Despite these claims, Priest urged more transparency regarding the software in the U.S. One solution, according to Priest, is holding law enforcement agencies accountable through the judicial system, similar to the procedure in Europe.
Offensive cyber, such as Pegasus, is not a new revelation in the political world. Sophisticated, state sponsored disinformation campaigns have been a staple of countries such as Russia, dating back to the mid-2000s, Priest said. Russia treats these cyber campaigns as essential pieces of its defense budget, she said. For example, the Russia-based Internet Research Agency used Facebook ads to target Maryland more than any other state before, during and even after the 2016 U.S. presidential election, according to the Washington Post.
“We also have to educate citizens and just people in general on how to identify truthful sources versus misinformation,” journalism college Dean Lucy Dalglish said.

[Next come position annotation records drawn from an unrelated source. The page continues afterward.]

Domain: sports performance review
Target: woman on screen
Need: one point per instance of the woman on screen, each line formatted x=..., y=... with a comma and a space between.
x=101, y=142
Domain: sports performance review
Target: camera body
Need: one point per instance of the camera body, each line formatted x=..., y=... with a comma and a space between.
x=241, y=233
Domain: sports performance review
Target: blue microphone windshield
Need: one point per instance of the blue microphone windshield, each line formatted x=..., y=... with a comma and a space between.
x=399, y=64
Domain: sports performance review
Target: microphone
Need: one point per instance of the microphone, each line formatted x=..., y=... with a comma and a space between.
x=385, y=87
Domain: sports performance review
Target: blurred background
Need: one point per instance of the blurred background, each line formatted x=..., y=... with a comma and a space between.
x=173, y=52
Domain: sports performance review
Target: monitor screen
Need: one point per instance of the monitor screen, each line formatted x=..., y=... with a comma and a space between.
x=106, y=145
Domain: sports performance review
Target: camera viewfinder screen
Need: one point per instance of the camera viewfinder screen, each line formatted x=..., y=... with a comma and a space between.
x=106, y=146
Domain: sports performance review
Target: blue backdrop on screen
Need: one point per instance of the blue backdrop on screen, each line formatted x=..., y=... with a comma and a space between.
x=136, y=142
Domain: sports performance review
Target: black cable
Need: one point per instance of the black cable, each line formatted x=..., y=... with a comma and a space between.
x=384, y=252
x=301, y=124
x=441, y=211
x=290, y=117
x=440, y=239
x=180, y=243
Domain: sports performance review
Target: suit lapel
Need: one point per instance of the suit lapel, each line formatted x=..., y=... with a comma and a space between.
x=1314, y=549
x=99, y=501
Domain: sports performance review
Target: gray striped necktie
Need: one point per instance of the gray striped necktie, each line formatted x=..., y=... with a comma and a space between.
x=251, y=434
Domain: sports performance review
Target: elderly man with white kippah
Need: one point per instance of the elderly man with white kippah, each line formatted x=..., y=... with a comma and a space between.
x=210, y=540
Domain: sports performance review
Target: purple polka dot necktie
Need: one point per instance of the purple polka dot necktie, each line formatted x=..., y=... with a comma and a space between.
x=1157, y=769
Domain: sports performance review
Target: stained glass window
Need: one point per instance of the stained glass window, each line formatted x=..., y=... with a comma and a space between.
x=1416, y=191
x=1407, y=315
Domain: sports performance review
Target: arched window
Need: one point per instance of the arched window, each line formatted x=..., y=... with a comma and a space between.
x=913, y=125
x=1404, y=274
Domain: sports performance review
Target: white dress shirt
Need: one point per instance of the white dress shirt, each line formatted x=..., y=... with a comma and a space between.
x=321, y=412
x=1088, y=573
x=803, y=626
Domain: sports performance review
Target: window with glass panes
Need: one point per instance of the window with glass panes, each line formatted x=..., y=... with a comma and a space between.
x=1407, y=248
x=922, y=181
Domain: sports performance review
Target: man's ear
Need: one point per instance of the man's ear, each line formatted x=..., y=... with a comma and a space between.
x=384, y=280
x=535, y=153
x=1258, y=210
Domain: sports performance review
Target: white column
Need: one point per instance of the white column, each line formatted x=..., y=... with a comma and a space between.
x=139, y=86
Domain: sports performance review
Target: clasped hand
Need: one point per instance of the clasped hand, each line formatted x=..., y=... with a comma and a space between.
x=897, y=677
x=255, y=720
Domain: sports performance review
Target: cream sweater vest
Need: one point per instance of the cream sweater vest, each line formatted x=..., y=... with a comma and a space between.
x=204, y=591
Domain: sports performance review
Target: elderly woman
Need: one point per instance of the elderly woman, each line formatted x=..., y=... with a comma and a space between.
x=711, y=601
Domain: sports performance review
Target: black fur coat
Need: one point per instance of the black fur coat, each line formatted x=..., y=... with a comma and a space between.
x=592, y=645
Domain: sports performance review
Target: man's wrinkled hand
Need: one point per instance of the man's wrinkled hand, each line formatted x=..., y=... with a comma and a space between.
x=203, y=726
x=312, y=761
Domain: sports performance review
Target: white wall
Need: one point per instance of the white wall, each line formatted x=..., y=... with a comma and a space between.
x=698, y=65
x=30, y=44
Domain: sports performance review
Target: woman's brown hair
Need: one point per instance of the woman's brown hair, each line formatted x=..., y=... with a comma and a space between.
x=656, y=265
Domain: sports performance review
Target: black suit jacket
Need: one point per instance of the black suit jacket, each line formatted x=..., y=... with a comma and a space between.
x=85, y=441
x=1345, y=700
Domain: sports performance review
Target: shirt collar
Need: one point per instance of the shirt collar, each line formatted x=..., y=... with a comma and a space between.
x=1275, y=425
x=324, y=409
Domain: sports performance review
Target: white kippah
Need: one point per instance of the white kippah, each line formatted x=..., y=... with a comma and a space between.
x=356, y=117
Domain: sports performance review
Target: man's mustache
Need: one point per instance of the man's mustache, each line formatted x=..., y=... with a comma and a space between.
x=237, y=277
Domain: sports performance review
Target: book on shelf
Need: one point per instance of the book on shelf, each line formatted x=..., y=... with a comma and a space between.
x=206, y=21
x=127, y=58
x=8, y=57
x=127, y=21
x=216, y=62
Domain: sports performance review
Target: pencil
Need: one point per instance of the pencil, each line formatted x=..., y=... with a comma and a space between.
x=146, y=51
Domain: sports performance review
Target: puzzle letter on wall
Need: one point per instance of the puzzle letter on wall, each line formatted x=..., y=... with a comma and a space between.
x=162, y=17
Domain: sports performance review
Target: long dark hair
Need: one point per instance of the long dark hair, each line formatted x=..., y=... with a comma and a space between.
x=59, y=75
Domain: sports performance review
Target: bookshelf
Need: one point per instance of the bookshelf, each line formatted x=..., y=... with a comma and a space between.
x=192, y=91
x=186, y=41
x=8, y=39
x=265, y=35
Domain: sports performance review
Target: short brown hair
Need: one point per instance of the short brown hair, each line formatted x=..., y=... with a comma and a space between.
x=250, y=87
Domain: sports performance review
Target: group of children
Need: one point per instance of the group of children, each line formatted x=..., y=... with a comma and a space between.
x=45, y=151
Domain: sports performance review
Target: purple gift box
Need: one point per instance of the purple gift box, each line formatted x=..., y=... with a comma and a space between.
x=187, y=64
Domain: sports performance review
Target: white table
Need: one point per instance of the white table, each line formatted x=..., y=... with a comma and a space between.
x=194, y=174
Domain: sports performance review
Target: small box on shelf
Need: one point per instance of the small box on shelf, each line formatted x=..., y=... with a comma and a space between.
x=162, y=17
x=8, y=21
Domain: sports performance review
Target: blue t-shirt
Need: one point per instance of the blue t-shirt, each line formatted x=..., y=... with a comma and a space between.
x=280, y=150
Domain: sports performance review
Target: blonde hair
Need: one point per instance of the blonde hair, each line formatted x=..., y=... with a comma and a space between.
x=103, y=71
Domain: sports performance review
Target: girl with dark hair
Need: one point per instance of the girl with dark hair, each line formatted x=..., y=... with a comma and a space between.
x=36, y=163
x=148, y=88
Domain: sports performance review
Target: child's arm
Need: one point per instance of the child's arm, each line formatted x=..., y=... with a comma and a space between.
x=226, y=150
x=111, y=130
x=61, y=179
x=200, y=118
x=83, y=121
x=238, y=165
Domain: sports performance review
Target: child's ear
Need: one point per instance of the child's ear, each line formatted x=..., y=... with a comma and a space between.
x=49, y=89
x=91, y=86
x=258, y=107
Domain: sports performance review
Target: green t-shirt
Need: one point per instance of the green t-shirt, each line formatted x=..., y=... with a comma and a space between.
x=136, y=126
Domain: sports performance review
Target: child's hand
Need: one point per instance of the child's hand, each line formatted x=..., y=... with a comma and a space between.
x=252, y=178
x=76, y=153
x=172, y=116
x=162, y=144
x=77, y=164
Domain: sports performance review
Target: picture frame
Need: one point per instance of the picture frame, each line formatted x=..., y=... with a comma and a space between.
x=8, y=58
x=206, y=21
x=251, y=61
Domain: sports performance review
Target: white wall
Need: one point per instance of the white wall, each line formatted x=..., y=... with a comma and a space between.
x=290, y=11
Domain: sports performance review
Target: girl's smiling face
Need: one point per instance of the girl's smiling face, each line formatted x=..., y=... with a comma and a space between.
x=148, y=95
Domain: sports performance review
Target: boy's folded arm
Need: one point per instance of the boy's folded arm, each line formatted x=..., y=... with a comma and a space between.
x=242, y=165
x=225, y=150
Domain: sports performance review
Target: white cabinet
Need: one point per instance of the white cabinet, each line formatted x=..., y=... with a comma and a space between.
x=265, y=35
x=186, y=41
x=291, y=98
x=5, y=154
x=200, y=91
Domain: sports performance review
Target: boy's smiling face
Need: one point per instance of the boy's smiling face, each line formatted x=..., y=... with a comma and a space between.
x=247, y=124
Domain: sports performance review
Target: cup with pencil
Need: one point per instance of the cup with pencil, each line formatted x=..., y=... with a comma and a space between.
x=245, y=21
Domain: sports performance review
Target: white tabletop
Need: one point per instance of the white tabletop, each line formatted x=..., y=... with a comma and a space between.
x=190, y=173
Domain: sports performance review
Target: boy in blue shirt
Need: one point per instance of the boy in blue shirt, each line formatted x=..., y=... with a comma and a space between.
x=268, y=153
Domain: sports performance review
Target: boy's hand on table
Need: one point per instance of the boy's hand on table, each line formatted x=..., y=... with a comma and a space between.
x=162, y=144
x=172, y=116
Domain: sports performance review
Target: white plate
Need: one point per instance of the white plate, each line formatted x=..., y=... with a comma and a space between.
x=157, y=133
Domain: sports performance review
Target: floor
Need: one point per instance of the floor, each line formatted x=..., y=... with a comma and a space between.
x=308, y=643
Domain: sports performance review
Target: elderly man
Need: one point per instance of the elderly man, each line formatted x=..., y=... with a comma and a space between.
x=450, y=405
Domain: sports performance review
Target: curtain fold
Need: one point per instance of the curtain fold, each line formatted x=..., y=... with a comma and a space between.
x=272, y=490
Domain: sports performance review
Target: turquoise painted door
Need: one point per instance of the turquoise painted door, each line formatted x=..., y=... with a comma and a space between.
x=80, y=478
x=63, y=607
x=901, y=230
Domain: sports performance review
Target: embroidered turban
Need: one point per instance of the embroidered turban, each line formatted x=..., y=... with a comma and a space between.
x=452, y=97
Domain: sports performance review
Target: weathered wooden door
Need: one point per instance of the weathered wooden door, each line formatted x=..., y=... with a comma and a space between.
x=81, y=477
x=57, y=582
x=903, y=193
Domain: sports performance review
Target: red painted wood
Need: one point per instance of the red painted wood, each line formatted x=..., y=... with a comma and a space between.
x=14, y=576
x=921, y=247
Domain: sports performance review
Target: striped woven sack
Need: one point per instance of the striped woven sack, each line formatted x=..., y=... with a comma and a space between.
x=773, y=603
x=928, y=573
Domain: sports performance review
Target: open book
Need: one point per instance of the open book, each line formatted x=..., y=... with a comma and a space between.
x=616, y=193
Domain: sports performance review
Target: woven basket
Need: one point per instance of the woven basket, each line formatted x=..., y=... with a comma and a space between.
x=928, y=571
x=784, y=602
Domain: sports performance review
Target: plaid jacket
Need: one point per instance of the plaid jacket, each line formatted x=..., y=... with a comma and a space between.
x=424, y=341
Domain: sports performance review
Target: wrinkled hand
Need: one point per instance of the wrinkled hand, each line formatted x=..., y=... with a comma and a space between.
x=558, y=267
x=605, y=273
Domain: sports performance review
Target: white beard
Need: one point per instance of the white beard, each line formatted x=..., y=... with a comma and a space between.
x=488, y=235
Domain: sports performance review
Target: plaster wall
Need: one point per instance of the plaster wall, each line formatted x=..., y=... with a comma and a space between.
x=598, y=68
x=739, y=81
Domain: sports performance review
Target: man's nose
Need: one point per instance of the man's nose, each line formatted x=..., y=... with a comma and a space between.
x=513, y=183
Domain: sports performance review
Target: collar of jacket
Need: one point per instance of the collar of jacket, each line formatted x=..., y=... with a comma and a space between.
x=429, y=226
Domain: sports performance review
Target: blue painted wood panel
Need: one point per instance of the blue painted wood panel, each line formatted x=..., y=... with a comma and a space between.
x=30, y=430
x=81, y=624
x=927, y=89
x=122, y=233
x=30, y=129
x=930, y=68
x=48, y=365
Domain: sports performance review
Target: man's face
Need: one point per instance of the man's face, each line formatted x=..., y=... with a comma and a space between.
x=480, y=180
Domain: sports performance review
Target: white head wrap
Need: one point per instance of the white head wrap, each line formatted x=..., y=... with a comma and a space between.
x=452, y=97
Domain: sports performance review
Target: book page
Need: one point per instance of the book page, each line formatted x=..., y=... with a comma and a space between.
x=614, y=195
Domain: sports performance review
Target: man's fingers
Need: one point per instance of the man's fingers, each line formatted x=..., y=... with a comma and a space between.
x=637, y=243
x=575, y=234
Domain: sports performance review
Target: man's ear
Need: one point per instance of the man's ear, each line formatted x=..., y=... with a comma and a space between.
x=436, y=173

Dalglish said while the U.S. is still far from authoritarianism, she is concerned the country is becoming less tolerant.
“We are sometimes our own worst enemy,” she said. “We’re starting to lose our ability to actively engage and discuss issues with people whose backgrounds and thoughts might be different from our own, and I think social media has played a big part of that.”
Sarah Oates, a professor in the journalism college, referred to social media as a “double-edged sword.”
While acknowledging the ability of social media to give citizens of authoritarian regimes a voice, she warned of authoritarian regimes’ unprecedented ability to monitor these voices by applying algorithms and surveillance, such as Pegasus.
“Hybrid war is now the standard way that countries wage war,” Oates said. “Part of that is, of course – traditional warfare: munitions, tanks, soldiers – but a big part of it is winning the hearts and minds of not only your domestic population … but of the people you’re invading.”
Priest warns this risk is not confined to Pegasus and calls upon future cybersecurity professionals to protect democratic institutions across the world.
“There are lots of other companies that are trying to do or are doing similar things [to Pegasus], and I think it’d be really cool if we could get our cybersecurity people to start training on forensics for phones so that they can help detect when the wrong people are being surveilled,” she said.